The sole basis for federal jurisdiction over the state causes of action alleged in the original complaint is complete ERISA preemption, an exception to the well-pleaded complaint rule, which requires the state cause of action to (1) fall within ERISA’s preemption provision, 29 U.S.C. § 1144(a), and (2) be covered by ERISA’s civil enforcement provisions, 29 U.S.C. §§ 1132(a)(1) to 1132(a)(9). See id. at 654-55.
Verizon contends that the stock in question, which allegedly is now in the possession of the state of California, was owed to Plaintiffs pursuant to the GTE Consolidated Employee Stock Ownership Plan (“ESOP”). Because the plaintiffs never received the stock, Verizon argues, the complaint implicitly raises a claim for benefits owed under an ERISA plan, a cause of action that both falls within § 1144(a) and is covered by § 1132(a).

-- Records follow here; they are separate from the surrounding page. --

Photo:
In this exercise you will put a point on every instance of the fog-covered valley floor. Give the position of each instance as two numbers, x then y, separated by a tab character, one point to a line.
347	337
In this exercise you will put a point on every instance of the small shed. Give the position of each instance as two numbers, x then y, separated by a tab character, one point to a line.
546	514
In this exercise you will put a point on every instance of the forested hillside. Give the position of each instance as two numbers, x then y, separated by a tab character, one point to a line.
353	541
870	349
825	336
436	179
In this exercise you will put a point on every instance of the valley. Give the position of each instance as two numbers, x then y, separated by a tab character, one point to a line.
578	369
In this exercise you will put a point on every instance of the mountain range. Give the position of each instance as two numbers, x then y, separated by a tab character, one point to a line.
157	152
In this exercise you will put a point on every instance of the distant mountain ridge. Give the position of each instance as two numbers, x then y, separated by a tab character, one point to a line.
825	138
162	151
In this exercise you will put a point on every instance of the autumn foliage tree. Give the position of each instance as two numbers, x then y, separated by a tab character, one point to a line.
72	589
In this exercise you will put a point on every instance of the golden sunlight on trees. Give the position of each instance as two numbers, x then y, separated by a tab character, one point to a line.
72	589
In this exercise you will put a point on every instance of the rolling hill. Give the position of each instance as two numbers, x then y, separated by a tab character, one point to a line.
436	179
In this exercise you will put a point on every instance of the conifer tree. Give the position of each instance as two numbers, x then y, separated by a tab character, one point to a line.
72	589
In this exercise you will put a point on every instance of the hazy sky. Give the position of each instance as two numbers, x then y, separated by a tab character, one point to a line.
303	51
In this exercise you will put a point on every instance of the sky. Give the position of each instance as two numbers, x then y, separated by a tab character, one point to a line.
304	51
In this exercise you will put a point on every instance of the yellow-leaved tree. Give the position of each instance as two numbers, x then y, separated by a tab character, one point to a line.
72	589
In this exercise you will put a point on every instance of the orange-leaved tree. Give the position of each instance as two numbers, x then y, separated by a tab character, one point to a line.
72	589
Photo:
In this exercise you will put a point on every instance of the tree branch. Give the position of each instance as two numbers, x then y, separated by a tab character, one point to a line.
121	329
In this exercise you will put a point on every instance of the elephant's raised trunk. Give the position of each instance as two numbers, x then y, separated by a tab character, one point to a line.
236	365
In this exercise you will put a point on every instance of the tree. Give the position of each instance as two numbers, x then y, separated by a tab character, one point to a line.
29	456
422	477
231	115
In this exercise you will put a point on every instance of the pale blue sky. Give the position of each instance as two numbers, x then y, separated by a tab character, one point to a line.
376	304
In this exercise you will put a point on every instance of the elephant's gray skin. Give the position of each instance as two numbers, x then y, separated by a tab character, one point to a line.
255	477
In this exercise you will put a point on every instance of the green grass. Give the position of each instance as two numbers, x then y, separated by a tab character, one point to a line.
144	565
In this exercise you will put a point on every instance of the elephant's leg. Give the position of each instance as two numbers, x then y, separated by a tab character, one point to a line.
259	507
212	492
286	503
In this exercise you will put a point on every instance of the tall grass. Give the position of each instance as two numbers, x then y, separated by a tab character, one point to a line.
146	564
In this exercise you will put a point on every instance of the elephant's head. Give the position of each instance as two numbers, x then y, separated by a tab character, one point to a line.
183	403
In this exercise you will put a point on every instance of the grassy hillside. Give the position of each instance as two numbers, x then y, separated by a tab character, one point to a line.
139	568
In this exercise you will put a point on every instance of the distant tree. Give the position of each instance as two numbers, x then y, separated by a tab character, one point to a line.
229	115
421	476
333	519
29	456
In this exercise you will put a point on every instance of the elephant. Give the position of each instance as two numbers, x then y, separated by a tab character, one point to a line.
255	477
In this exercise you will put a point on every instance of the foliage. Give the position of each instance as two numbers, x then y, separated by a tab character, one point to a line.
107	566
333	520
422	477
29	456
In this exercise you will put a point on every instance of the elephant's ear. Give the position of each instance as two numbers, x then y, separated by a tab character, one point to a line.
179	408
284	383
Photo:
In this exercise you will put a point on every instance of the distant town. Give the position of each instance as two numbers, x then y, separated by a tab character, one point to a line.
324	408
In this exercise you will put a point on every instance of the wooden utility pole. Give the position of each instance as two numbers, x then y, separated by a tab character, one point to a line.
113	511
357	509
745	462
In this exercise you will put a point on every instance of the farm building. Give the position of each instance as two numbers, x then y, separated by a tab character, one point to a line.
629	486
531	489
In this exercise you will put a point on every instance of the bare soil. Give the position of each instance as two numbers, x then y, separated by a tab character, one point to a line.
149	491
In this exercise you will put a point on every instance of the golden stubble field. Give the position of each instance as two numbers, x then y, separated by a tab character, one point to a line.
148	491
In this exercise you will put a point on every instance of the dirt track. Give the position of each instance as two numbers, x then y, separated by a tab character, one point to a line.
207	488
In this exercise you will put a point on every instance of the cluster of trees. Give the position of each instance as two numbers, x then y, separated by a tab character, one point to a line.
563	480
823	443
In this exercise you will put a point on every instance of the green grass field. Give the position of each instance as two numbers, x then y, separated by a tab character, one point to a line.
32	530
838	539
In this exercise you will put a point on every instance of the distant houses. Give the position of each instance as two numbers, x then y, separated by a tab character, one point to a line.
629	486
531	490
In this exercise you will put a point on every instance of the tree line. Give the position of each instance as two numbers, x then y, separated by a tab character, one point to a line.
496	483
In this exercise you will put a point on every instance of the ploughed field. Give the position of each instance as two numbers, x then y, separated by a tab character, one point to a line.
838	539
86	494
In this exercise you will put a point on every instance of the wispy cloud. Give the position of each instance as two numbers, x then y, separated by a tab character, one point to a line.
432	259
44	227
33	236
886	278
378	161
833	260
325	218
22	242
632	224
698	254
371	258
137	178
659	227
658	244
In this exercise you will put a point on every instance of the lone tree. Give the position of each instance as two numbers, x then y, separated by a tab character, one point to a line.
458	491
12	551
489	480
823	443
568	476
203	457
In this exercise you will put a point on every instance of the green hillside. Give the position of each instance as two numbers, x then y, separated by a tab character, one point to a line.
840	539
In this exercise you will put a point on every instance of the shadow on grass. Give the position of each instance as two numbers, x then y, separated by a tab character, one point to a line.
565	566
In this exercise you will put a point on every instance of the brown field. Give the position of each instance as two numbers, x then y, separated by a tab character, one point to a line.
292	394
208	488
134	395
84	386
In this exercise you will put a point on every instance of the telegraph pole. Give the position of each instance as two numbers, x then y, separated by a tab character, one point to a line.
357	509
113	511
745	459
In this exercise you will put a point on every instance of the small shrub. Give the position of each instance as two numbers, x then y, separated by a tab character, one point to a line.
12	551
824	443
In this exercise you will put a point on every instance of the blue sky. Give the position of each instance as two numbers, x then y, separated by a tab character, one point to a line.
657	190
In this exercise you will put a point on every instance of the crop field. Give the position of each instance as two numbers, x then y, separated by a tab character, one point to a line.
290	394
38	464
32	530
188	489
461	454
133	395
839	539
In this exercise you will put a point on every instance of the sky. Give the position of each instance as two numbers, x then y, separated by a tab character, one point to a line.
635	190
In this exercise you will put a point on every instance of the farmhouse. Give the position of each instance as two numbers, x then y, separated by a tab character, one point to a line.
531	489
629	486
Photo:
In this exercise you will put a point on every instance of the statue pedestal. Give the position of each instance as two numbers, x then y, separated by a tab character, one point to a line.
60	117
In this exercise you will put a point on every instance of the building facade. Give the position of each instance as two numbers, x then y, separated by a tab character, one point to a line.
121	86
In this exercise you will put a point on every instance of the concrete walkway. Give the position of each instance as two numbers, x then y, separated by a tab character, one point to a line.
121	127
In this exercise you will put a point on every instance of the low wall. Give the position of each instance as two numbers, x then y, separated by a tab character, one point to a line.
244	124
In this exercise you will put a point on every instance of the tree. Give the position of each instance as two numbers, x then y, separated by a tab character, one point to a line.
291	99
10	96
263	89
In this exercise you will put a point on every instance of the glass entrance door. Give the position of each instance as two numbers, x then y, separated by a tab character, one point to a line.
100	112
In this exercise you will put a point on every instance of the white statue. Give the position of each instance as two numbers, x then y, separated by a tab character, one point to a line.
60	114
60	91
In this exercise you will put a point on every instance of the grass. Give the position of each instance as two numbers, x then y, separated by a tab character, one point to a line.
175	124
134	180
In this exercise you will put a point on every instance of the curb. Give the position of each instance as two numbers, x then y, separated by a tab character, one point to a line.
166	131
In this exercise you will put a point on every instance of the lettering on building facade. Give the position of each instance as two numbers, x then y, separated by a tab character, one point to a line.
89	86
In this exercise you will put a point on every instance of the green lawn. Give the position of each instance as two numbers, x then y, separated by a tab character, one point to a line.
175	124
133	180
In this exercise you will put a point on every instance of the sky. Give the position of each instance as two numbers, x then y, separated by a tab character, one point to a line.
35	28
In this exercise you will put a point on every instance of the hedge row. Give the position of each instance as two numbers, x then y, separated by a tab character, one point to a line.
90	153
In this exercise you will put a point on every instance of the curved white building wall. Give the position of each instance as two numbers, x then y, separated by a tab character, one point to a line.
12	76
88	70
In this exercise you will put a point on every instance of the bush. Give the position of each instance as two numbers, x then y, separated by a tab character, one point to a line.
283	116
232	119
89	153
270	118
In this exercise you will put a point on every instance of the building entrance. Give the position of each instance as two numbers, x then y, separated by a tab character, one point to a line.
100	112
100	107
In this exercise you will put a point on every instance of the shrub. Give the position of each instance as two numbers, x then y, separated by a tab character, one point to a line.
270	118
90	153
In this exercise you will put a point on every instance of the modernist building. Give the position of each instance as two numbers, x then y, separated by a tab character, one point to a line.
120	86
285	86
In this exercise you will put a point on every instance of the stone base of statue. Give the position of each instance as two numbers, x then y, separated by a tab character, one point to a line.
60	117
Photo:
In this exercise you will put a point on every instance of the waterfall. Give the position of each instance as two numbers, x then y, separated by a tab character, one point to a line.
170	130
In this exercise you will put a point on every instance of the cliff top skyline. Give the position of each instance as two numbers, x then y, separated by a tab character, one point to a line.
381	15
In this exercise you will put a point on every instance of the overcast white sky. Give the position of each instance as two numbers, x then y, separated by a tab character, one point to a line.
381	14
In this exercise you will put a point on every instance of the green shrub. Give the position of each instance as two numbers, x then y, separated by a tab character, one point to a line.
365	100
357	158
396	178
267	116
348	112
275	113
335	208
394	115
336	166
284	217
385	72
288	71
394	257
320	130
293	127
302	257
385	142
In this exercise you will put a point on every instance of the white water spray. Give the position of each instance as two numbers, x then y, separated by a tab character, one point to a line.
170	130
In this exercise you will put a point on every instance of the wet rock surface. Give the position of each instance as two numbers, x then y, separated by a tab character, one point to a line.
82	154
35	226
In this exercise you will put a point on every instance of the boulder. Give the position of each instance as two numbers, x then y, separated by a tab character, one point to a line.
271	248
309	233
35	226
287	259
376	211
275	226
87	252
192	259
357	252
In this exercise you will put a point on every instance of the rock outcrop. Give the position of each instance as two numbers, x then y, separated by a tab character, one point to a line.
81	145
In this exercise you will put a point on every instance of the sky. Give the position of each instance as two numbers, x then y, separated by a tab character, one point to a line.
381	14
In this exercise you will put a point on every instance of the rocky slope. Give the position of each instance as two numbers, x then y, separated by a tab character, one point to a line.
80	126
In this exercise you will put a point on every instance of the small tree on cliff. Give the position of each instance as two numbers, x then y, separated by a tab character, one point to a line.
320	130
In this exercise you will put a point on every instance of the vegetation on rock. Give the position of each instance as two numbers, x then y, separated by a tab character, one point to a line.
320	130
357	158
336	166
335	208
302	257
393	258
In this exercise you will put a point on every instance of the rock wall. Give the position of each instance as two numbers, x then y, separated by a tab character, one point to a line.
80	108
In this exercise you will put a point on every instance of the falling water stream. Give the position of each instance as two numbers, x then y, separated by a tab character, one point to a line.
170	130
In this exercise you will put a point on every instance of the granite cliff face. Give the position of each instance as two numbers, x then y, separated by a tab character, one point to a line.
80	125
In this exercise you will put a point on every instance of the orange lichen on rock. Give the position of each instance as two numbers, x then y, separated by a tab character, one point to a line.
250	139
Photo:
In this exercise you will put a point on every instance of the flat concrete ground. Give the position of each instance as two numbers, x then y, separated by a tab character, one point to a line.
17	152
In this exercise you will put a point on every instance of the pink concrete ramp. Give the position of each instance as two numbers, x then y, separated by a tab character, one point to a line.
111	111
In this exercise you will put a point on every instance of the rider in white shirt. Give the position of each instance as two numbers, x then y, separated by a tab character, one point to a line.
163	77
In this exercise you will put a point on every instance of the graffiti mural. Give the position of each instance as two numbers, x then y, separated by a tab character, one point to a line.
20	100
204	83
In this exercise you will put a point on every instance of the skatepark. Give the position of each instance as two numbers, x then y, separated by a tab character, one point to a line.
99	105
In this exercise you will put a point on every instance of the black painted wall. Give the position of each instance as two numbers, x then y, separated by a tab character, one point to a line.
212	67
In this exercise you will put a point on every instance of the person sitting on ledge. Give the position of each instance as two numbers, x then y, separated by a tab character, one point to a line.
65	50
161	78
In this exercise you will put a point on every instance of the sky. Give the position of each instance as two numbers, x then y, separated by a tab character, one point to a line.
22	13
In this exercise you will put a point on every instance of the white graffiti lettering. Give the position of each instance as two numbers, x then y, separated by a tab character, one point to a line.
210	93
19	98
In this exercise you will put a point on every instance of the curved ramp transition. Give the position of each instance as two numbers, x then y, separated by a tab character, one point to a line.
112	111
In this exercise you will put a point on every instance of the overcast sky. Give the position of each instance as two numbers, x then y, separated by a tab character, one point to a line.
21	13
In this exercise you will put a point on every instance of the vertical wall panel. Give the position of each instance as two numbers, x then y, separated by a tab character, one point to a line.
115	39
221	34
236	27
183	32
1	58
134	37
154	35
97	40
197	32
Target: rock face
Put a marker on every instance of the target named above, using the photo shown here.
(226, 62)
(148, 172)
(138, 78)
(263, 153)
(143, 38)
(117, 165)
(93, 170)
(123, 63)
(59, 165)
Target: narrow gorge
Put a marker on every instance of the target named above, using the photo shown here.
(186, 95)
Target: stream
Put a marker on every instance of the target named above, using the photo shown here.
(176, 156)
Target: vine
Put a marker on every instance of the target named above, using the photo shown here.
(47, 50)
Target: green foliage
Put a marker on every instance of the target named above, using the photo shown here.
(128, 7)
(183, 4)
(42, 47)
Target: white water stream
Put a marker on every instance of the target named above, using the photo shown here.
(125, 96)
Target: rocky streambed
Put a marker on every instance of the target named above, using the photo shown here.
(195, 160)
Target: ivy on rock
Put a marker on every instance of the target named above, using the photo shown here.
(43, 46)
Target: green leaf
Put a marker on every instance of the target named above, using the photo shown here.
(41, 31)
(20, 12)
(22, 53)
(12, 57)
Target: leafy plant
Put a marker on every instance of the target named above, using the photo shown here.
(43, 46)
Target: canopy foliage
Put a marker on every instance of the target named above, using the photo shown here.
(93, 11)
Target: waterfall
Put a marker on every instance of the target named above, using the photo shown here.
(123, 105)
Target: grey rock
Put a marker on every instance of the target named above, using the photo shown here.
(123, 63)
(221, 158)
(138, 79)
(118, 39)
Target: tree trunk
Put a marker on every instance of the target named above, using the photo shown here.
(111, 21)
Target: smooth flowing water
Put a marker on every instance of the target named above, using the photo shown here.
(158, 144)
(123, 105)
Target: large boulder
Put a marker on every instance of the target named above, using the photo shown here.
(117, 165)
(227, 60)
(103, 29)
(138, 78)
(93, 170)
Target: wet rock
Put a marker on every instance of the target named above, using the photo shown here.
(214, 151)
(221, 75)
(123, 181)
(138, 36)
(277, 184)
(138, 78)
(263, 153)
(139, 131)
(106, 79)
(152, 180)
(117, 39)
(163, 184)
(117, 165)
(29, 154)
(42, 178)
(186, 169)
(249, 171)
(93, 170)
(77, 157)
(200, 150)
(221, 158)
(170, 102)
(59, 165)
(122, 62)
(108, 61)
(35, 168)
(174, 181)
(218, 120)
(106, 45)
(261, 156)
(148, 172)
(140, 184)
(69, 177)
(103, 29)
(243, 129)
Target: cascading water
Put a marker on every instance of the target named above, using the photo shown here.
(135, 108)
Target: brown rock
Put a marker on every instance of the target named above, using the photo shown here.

Assuming that the ESOP is an ERISA plan (an issue we do not decide), we reject Verizon’s proffered basis for jurisdiction. The gravamen of the original complaint is that Verizon improperly allowed stock that the Plaintiffs already owned to escheat to the state of California, not that Verizon failed to “distribute” stock owed to them pursuant to Article VIII of the ESOP. Indeed, Plaintiffs affirmatively represent that they are not suing for recovery of denied ESOP benefits. See, e.g., Opening Brief at 21. Verizon therefore merely raises a defense that is federal in nature, namely that under the ERISA plan the individual Plaintiffs did not in fact own the allegedly escheated stock, and that the only basis Plaintiffs might have had for obtaining ownership would be grounded in the ERISA plan. If it so wishes, Verizon may pursue arguments based on substantive ERISA law or ERISA preemption (which is not to be confused with the jurisdictional doctrine of complete ERISA preemption) as defenses, in state court. See, e.g., Caterpillar Inc. v. Williams, 482 U.S. 386, 395-96,107 S.Ct. 2425, 96 L.Ed.2d 318 (1987); Hofler, 296 F.3d at 769.
To the extent Verizon presses this court to look behind Plaintiffs’ allegation of stock ownership and reconceive the complaint as an implicit claim that seeks to recover ESOP benefits, we rely on Plaintiffs’ representation that they are not suing for ESOP benefits. As was conceded by Verizon at oral argument, there are circumstances under which Verizon may have effected “distribution” (ESOP Art. VIII) of the stock to the Plaintiffs, without actually “transferring” (Compl.H 14) or “delivering” (Compl.1l 28) the stock certificates or indicia of ownership to Plaintiffs. There is therefore some basis for Plaintiffs’ representation that they are not suing for recov
As for the federal securities law claims that were added to the first amended complaint, Plaintiffs assured this court at oral argument that they no longer intend to pursue these claims. Again, should they seek to do so in state court, removal would be appropriate.
For the foregoing reasons, the district court’s judgment is REVERSED, and we remand to the district court with an instruction to REMAND for lack of removal jurisdiction.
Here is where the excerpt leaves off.